Friday, August 18, 2006

War & Peace: What Is It With Japan?

A Japanese war veteran this week at Yasukuni Shrine
Sixty one years after the end of World War II, Germany is a fully fledged player in Europe and the world. Its Nazi past is not forgotten, but is no longer an issue. By contrast, Japan is a marginal player in Asia and nearly invisible on the world stage. And its militaristic past remains very much an issue.
That was on display again this week as Prime Minister Junichiro Koizumi visited Yasukuni Shrine in Tokyo for the fifth straight year to mark the anniversary of the end of the war.

Yasukuni is a Shinto memorial where the names of the nation's greatest war criminals, all executed after post-war trials, are enshrined along with 2.5 million Japanese dead from several wars. The shrine played a central role in promoting wartime nationalism and today is the most potent symbol of Japanese agression.

Soldiers who pledged to fight to the death commonly promised each other to "meet at Yasukuni," and the shrine includes a museum that tries to justify Japan's invasions of its neighbors.

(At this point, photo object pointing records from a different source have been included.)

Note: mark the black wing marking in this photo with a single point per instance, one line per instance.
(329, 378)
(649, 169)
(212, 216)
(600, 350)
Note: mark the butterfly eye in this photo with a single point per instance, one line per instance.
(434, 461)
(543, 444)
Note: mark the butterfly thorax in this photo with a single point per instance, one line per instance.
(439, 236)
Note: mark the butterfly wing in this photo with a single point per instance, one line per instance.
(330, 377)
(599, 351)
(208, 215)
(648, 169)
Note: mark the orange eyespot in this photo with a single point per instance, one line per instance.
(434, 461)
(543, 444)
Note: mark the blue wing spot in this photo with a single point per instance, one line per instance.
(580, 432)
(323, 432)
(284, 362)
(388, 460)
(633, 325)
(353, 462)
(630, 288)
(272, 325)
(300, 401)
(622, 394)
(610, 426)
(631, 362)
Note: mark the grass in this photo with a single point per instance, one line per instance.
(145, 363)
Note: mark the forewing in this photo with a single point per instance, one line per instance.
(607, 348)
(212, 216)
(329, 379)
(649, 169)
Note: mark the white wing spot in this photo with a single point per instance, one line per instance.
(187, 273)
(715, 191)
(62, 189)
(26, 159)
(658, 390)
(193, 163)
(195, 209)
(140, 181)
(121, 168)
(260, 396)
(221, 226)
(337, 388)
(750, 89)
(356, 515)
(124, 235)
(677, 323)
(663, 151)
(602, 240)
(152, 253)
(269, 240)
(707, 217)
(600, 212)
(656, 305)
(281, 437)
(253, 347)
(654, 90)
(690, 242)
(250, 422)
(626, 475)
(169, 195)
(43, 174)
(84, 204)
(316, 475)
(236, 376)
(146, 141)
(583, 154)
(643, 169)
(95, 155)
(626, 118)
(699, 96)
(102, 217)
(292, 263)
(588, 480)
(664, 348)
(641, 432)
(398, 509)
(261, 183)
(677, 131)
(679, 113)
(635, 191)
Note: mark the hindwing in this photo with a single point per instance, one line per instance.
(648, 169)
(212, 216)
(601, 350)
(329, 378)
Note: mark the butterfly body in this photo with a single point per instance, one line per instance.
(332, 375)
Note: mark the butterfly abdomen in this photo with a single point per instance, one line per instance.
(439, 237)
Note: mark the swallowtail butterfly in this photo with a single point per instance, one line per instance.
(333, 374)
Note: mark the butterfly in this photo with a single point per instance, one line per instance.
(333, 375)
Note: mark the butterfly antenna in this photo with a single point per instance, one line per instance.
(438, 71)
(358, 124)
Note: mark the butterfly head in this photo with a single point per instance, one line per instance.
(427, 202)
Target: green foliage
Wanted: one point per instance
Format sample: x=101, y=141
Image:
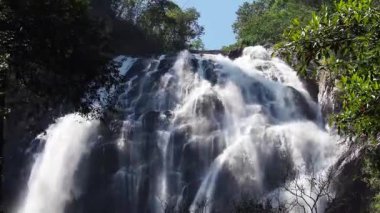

Koizumi's visit provoked the predictable condemnations from China and the Koreas, which suffered deeply under the Japanese fist.
I have more than a passing acquaintance with Japan. With Tokyo as my base, I traveled the country in the early 1970s. I made many friends and became deeply enamored of Japanese architecture, art, drama and cuisine, as well as their love of American jazz.
But I also came to understand that the Japanese are literally and figuratively insular and xenophobia is a national trait. They also are deeply racist.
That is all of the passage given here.